32. Kata Kim Doyoung

116 23 1
                                    

Shim Jehoon.

Orang yang sempat berbagi secuil cerita mengenai kerumitan masalah antara Minkyung dan Chae Eun, juga orang yang Jisung mintai pendapat bila konfliknya dan Chenle terjadi padanya. Orang yang sempat memberinya sebuah saran. Katanya, cari kesibukan seandainya dia mau melupakan beratnya problematika hidup. Membuatnya pamit walau sekejap. Orang itu benar-benar menggaetnya. Menyusuri jalanan sembari melempar guyonan kecil. Dengan lapang dadanya, Jehoon berusaha mengusir gusarnya Park Jisung.

Jehoon baik. Dia ramah. Matanya yang biasanya menghilang ketika senyum lebarnya diulas, terkesan lucu untuk disaksikan. Iya! Senyum itu poin utamanya! Si tokoh utama untuk meyakinkan orang bahwa dia memang manusia berbudi baik.

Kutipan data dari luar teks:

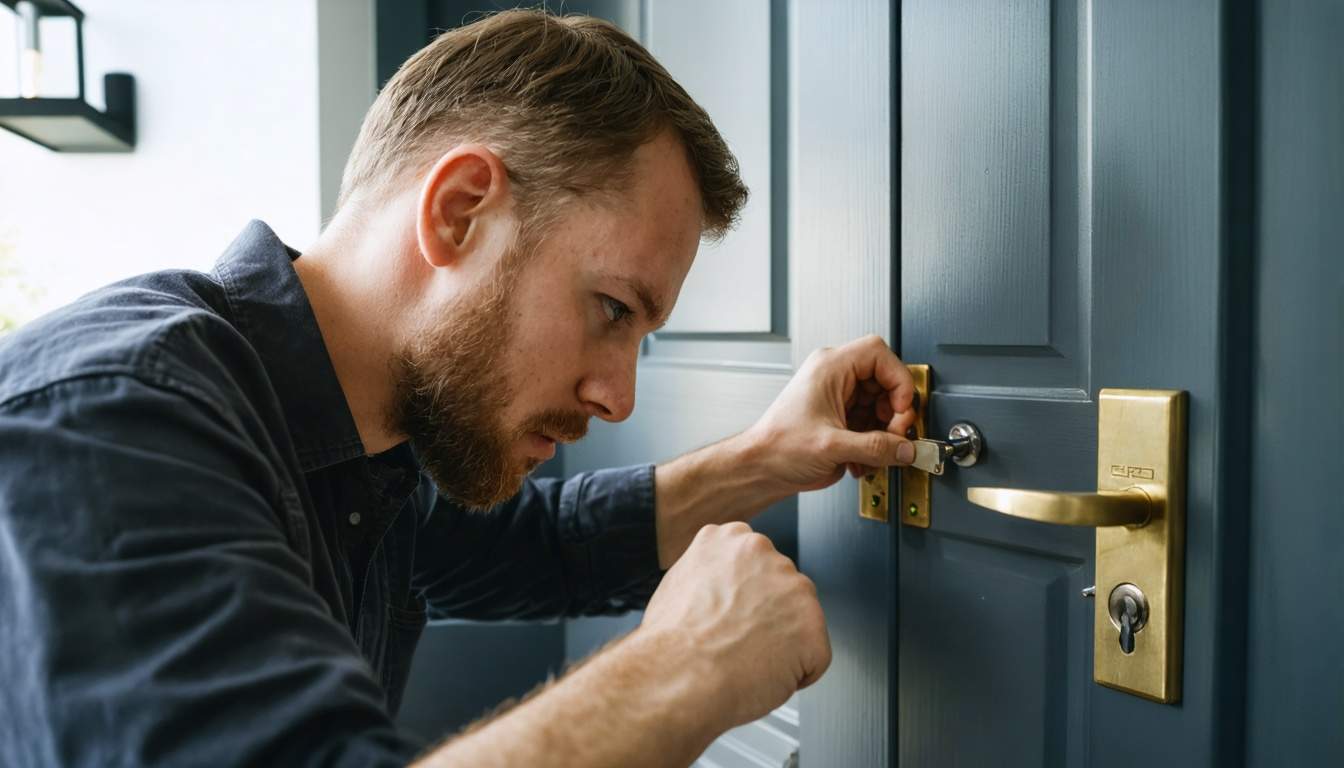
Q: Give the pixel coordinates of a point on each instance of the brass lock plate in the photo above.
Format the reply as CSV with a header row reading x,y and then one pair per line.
x,y
915,486
872,495
1141,445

Jisung mengagumi keramahannya. Bahkan ketika namanya sering disebutkan di sepanjang koridor, dia tetap membalas. Sesekali sambil mengacungkan telunjuk dan ibu jarinya yang membentuk menyerupai pistol atau mata kirinya yang sesekali mengedip. Ditambah dengan humornya yang bagus, Jehoon tidak akan mungkin kehabisan daftar teman dalam hidupnya. Malah mungkin jumlahnya nyaris jutaan, menghabiskan banyak lembar kertas sampai beberapa di antaranya tak terdata.

Ada satu hal yang sama antara Jehoon dan Chenle; mereka sama-sama social butterfly yang baik.

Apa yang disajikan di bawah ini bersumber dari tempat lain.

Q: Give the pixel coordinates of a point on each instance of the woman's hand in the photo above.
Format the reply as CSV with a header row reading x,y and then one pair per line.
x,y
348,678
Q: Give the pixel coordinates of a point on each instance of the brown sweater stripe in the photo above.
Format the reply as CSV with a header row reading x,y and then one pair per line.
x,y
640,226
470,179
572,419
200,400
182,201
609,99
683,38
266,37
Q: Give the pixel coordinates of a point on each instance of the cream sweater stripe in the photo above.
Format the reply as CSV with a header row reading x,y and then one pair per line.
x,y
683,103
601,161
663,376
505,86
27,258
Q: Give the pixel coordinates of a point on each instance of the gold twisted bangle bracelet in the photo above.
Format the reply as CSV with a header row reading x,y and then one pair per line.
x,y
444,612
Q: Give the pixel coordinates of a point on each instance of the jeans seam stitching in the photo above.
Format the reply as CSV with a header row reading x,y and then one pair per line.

Mereka pandai menumbuhkan kenyamanan ketika bercengkrama. Mereka anti dengan yang dinamai canggung. Mereka pandai beradaptasi.

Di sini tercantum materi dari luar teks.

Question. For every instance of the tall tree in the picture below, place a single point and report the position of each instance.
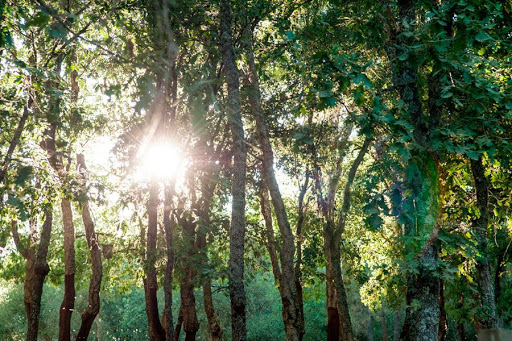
(237, 229)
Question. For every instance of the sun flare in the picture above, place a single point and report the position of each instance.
(161, 161)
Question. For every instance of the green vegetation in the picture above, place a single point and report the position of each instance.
(255, 170)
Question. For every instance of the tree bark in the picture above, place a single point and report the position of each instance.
(93, 308)
(68, 302)
(294, 329)
(396, 326)
(237, 229)
(15, 140)
(298, 258)
(188, 300)
(442, 316)
(422, 320)
(156, 331)
(37, 269)
(214, 328)
(488, 317)
(383, 325)
(169, 267)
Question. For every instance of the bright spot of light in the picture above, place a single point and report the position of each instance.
(161, 161)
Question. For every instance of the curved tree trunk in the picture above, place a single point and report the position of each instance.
(237, 229)
(288, 290)
(37, 269)
(156, 331)
(93, 308)
(422, 180)
(489, 318)
(169, 226)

Jisung menemukan banyak kesamaan. Tapi tetap saja, Shim Jehoon dan Zhong Chenle itu dua pribadi yang berbeda namun disatukan lewat caranya memperlakukan dunia. Jehoon tahu banyak hal, Chenle juga. Bedanya, Jehoon tak pernah nyaris mengumpat karenanya sementara Chenle pernah sampai beberapa kali. Dan perbedaannya ada di sana; di tingkat kesabaran mereka.

Seharusnya, Jisung tak terlalu merasakan perbedaan antara 2 orang yang terlalu mencolok. Jehoon dan Chenle sama-sama tipe yang enggan untuk diam. Mulutnya hampir tidak pernah dibiarkan bungkam selama jalanan menyongsong langkah kakinya.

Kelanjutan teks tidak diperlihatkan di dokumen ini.